Her daughter came home from work to find her mother missing, though Melissa’s car was still outside. Surveillance video showed Melissa leaving the John Dunn Shops in Taos, and later she was reported walking alone on Highway 518 in Talpa.
Family told The Taos News they don’t believe Casias would have left her family and that she was very close to her daughter.
Anthony Chavez, 78, a retired Los Alamos National Laboratory employee, was reported missing in 2025. Citing a family friend,
according to the Los Alamos Reporter, he was physically fit and “intellectually engaged,” and his disappearance is “out of character.”
Los Alamos National Laboratory, operated by the U.S. Department of Energy in New Mexico, is a national security research facility focused on nuclear deterrence, scientific research, and technology related to energy, defense, and global security.
William Neil McCasland, 68, a retired U.S. Air Force major general and former Air Force Research Laboratory commander, went missing on February 27, 2026. Authorities say he left home on foot, leaving his cellphone and wallet behind. His wife
said he was at some risk, but not due to dementia.
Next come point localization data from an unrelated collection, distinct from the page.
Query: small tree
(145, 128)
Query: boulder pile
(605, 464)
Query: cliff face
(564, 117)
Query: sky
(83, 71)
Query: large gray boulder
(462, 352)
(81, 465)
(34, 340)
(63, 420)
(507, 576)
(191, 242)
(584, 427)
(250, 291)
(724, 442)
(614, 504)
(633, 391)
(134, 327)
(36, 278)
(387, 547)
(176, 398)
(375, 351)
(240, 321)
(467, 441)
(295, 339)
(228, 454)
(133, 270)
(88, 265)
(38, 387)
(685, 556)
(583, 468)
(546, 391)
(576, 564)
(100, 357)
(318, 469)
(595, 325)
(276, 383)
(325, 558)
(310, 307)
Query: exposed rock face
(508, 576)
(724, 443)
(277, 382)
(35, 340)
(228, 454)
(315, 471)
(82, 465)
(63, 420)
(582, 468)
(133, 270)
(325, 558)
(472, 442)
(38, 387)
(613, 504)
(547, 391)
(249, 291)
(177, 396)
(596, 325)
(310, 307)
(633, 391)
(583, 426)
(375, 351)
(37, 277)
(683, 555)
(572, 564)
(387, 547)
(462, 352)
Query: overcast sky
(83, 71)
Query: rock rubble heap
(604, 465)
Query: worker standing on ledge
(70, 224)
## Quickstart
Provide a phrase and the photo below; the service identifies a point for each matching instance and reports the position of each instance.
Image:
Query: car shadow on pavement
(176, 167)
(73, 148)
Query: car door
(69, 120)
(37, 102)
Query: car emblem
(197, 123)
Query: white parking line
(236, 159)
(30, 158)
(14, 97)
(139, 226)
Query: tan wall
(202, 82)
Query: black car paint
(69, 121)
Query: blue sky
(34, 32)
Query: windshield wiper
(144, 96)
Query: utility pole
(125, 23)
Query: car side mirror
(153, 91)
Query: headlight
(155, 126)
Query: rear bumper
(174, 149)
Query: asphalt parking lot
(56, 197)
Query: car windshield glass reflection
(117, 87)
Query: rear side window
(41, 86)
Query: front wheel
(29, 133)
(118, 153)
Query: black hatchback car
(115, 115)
“He was not confused and disoriented,” she said. She dismissed rumors that his disappearance was linked to UFO secrets, joking on Facebook that perhaps "aliens beamed him up to the mothership," though none had been spotted over the Sandia Mountains.
Steven Garcia, 47, has been listed as missing since August 2025. Garcia worked as a property custodian at the Kansas City National Security Campus, which manufactures 80 percent of the non-nuclear components used in the nuclear stockpile.
The facility also plays an important role in the safe and secure transport of government-owned special nuclear materials, supporting the Office of Secure Transportation and the Office of Counterterrorism and Counterproliferation,
according to its website.
Deaths Cited in Reports
Nuno Loureiro, 47, a Massachusetts Institute of Technology professor specializing in fusion energy and plasma physics, was shot and killed at his home in Brookline, Massachusetts, on Dec. 15, 2025. Authorities said the suspect was Cláudio Manuel Neves Valente, a former classmate and Portuguese national. Valente also killed two students and wounded others at Brown University before dying by suicide in New Hampshire.
Carl Grillmair, 67, a California Institute of Technology astrophysicist known for discovering water on a distant planet, was fatally shot on his front porch in Llano, California, in February 2026. Grillmair’s research interests included dark matter, galactic structure, stellar populations, and exoplanets.
The suspect, Freddy Snyder, was arrested and linked to a carjacking nearby. Arraignment was delayed for Snyder, with the hearing now rescheduled for April 29,
according to Pasadena Now.
Frank Maiwald, 61, NASA Jet Propulsion Laboratory principal researcher, died July 4, 2024, in Los Angeles at age 61. Little information has been released regarding his death.
Michael David Hicks, 59, a NASA Jet Propulsion Laboratory research scientist specializing in comets and asteroids, Hicks died July 30, 2023, in California. He worked at JPL from 1998 to 2022 and contributed to major missions, including the DART, Dawn, and Deep Space 1 projects, and authored more than 80 scientific papers, according to the Division of the American Astronomical Society.
Jason Thomas, 45, a Novartis scientist from Massachusetts, was reported missing in late 2025. His body was recovered from Lake Quannapowitt in March 2026. Authorities said no foul play is suspected.